Neoadjuvant Chemotherapy for Breast Cancer: Functional Tumor Volume by MR Imaging Predicts Recurrence-free Survival-Results from the ACRIN 6657/CALGB 150007 I-SPY 1 TRIAL

Abstract

Purpose: To evaluate volumetric magnetic resonance (MR) imaging for predicting recurrence-free survival (RFS) after neoadjuvant chemotherapy (NACT) of breast cancer and to consider its predictive performance relative to pathologic complete response (PCR).

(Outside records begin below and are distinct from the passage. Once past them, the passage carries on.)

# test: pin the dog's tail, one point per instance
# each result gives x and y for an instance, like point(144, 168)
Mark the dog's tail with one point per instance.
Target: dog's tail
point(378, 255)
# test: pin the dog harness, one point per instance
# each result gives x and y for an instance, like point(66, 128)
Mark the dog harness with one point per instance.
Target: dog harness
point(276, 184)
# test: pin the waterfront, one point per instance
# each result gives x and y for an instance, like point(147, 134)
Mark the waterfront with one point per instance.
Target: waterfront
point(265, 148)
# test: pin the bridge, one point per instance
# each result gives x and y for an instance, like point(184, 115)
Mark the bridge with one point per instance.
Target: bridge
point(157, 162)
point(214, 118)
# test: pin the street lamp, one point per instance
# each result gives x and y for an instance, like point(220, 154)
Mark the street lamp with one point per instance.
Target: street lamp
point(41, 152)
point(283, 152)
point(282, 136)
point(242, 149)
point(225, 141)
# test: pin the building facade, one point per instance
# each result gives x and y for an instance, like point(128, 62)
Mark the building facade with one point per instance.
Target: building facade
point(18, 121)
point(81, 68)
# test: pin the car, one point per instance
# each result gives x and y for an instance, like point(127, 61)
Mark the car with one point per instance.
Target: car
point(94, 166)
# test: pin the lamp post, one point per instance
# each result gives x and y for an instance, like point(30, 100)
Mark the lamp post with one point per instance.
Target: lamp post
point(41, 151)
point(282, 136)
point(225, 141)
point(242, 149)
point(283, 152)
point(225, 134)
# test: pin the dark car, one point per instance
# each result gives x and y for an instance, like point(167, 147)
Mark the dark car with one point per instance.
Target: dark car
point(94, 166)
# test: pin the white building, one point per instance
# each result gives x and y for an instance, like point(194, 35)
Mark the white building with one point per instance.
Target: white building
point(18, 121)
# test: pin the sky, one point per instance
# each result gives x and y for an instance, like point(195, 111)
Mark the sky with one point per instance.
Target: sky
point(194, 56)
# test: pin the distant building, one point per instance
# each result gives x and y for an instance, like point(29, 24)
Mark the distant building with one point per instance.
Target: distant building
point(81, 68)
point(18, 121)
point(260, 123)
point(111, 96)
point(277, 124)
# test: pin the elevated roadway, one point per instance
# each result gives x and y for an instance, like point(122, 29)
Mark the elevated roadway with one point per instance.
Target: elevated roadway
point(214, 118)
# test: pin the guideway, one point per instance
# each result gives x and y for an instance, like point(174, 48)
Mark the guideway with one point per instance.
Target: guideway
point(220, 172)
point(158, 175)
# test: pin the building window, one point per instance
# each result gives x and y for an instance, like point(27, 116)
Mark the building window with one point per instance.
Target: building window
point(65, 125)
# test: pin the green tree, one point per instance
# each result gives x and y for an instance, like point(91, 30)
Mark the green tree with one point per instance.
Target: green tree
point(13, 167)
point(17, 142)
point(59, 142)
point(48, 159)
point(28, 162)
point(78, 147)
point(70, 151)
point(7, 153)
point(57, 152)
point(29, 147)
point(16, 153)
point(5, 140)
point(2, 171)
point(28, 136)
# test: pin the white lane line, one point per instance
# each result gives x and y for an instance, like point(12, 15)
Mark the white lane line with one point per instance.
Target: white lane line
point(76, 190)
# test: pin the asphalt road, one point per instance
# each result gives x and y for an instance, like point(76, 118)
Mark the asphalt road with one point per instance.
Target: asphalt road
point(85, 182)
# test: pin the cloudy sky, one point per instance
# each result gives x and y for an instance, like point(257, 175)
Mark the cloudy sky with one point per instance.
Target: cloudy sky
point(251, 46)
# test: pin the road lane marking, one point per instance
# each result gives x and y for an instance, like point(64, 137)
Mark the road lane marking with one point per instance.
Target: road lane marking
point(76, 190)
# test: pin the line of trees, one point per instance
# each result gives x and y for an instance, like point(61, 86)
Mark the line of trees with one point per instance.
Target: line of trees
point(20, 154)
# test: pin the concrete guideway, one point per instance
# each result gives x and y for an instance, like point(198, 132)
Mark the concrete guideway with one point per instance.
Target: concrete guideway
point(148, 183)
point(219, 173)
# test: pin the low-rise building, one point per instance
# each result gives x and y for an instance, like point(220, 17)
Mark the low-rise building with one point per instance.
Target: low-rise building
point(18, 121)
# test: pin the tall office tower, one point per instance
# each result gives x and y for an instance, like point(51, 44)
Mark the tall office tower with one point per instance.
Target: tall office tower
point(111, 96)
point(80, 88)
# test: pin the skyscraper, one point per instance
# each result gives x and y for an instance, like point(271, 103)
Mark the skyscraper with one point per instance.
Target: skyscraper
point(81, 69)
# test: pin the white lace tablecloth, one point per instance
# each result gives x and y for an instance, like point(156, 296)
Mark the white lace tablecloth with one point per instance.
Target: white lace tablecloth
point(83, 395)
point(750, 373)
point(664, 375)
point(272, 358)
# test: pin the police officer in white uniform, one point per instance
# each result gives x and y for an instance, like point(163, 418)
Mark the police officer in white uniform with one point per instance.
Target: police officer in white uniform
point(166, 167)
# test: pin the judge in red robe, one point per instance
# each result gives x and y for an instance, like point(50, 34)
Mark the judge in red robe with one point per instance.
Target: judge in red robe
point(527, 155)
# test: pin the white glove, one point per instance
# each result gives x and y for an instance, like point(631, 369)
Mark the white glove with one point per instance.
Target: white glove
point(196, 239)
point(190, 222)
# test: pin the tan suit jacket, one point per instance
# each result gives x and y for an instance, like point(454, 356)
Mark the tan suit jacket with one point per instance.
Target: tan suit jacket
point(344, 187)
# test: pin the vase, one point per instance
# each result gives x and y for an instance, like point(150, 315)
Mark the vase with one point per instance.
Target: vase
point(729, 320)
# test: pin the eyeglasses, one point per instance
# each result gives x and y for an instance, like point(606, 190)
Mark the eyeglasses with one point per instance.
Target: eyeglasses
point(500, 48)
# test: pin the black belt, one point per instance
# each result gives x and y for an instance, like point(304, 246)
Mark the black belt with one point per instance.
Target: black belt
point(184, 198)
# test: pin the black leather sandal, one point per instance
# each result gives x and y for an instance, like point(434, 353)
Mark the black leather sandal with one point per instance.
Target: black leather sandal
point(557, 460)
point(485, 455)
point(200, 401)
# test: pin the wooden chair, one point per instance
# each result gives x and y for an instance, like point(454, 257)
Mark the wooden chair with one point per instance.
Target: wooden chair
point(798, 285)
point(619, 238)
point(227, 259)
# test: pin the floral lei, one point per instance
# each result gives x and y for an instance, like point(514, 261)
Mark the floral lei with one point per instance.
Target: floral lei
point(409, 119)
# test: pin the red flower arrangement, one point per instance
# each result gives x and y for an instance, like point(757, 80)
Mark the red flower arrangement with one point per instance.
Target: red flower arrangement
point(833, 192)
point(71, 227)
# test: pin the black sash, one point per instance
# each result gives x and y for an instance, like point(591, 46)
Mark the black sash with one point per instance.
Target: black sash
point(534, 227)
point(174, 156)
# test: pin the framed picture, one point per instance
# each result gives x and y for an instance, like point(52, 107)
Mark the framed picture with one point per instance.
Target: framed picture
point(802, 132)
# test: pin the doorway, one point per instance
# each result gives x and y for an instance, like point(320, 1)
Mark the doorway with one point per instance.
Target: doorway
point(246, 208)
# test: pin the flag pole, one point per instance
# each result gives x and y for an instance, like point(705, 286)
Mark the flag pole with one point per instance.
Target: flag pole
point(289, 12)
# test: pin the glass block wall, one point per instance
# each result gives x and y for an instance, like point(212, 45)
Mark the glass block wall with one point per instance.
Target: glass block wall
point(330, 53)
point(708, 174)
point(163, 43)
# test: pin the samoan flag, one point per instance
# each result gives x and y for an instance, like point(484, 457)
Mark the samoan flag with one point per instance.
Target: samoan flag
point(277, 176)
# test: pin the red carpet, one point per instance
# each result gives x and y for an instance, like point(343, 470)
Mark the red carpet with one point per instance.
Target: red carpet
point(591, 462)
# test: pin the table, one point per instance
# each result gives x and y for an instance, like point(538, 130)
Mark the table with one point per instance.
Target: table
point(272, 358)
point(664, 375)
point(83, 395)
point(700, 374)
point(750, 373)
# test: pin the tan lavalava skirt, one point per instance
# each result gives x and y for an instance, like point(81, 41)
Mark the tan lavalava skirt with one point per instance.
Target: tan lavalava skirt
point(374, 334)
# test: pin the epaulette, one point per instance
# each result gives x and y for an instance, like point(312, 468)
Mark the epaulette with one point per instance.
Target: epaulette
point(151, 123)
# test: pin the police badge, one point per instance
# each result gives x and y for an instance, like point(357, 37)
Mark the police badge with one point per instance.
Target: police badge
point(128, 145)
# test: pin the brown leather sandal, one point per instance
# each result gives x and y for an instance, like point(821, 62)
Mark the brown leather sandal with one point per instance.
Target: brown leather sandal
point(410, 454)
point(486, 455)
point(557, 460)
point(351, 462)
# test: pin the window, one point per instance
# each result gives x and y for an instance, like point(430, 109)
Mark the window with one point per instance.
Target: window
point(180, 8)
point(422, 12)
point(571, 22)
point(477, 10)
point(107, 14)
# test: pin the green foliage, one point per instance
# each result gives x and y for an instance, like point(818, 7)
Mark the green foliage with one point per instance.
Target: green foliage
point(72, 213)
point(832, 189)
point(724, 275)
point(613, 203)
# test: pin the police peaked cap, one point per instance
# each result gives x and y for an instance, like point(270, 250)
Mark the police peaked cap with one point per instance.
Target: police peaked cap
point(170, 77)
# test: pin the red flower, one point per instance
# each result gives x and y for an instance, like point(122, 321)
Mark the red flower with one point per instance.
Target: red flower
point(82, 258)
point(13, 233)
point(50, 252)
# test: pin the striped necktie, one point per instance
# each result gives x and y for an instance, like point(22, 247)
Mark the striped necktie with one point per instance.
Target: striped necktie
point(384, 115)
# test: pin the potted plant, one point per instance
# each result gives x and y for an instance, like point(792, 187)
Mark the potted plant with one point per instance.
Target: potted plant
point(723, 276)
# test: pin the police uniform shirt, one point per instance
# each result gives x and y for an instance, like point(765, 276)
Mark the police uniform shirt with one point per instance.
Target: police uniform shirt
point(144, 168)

Materials and methods: This HIPAA-compliant prospective multicenter study was approved by institutional review boards with written informed consent. Women with breast tumors 3 cm or larger scheduled for NACT underwent dynamic contrast-enhanced MR imaging before treatment (examination 1), after one cycle (examination 2), midtherapy (examination 3), and before surgery (examination 4). Functional tumor volume (FTV), computed from MR images by using enhancement thresholds, and change from baseline (ΔFTV) were measured after one cycle and before surgery. Association of RFS with FTV was assessed by Cox regression and compared with association of RFS with PCR and residual cancer burden (RCB), while controlling for age, race, and hormone receptor (HR)/ human epidermal growth factor receptor type 2 (HER2) status. Predictive performance of models was evaluated by C statistics.

Results: Female patients (n = 162) with FTV and RFS were included. At univariate analysis, FTV2, FTV4, and ΔFTV4 had significant association with RFS, as did HR/HER2 status and RCB class. PCR approached significance at univariate analysis and was not significant at multivariate analysis. At univariate analysis, FTV2 and RCB class had the strongest predictive performance (C statistic = 0.67; 95% confidence interval [CI]: 0.58, 0.76), greater than for FTV4 (0.64; 95% CI: 0.53, 0.74) and PCR (0.57; 95% CI: 0.39, 0.74). At multivariate analysis, a model with FTV2, ΔFTV2, RCB class, HR/HER2 status, age, and race had the highest C statistic (0.72; 95% CI: 0.60, 0.84).

Conclusion: Breast tumor FTV measured by MR imaging is a strong predictor of RFS, even in the presence of PCR and RCB class. Models combining MR imaging, histopathology, and breast cancer subtype demonstrated the strongest predictive performance in this study.

Figure 1:

Study flowchart shows MR imaging data used in the analysis set. Of 230 eligible patients, 162 patients with measurable FTV₄ data who did not receive any trastuzumab were included in the analysis. Reduced subsets at FTV₁, FTV₂, and between-regimen (FTV₃) time points were because of missing MR examinations or nonmeasurable FTV.

Figure 2:

Longitudinal MR images and FTV maps. Maximum intensity projection images (top row) and corresponding FTV maps (bottom row) for a patient with an excellent clinical response and disseminated residual disease. FTV measurements were 48.5 cm³, 35.4 cm³, 5.6 cm³, and 0 cm³ for baseline, early treatment, inter-regimen, and presurgery time points, respectively (shown from left to right).

Figure 3:

Graphs show Kaplan-Meier RFS estimates according to FTV quartile cut points. RFS stratified by FTV₂ (top) is compared with FTV₄ (bottom) cut points at the lowest quartile (Q1), median quartile (Q2), and highest quartile (Q3), respectively, left to right. The log-rank test P value is shown for each plot.

Figure 4:

Graphs show Kaplan-Meier plots with RFS estimates by time point and HR and HER2 subtype. RFS stratified by FTV₂ (top row) is compared with FTV₄ (bottom row) by using the highest quartile (Q3) cut point for HR-positive (HR+) and HER2-negative (HER2-), HER2-positive (HER2+), and HR-negative/HER2-negative (HR-/HER2-; triple negative) subtypes, respectively, left to right. The log-rank test P value is shown for each plot.